Bond markets reacted positively yesterday to the Government’s deal on promissory notes, but ratings agencies have so far made no formal move to upgrade their view on Irish debt.
Expectations are now growing that the NTMA, the body charged with managing the State’s funding, will imminently seek to tap into the favourable mood by issuing a new 10-year bond.
Such an issue, if successful, would place considerable pressure on ratings agencies to reconsider their position on Irish debt. This in turn would ease the State’s path towards a full return to bond markets and exit of the bailout.
The NTMA declined to comment yesterday.
Fitch, one of the three main such agencies, said that while the promissory note deal was “a positive surprise” it did not sufficiently affect the dynamics of Irish debt to change its analysts’ assessment “in the short run”.
The agency said risks it had previously highlighted, such as the weak outlook for economic growth, remained in place.

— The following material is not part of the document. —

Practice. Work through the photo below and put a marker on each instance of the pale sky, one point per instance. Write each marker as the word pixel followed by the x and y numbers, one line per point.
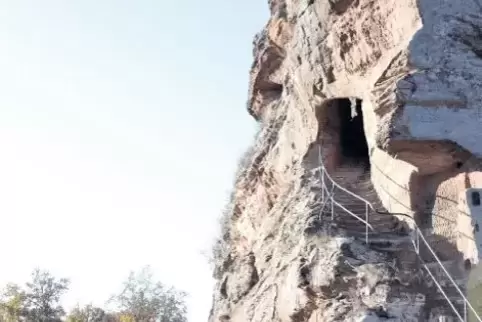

Fellow agency Moody’s noted on Thursday that the deal was a “credit positive” for Irish debt, but again stopped short of a move on its rating. Standard Poor’s, the third prominent ratings agency, made no move aside from saying it was withdrawing its rating on IBRC upon its liquidation.
Five-year bonds
Feedback came more quickly on the markets, with yields on Irish five-year bonds falling to their lowest level in more than seven years. The fall, of 10 basis points, or 0.1 percentage point, to 2.81 per cent, came in the wake of steady declines in Irish bond yields over recent months.
Anthony Childs, a bond specialist at stockbroking firm Davy, said the promissory note agreement made a 10-year issue from the NTMA “much more viable at attractive levels”. He suggested that such an issue could be priced roughly between 4.25 and 4.4 per cent and would attract “huge demand”. The Republic does not have a 10-year bond in issue at the moment.
“We’ve definitely punched into new territory,” Mr Childs said of the reaction to the Project Red deal.
Owen Callan, a fixed income dealer at Danske Bank Markets, said the NTMA could move to issue debt within three to four weeks, which would improve the chances of an upgrade from ratings agencies.
He noted, however, that agencies were “a bit like supertankers” in that it takes a long time for them to turn around.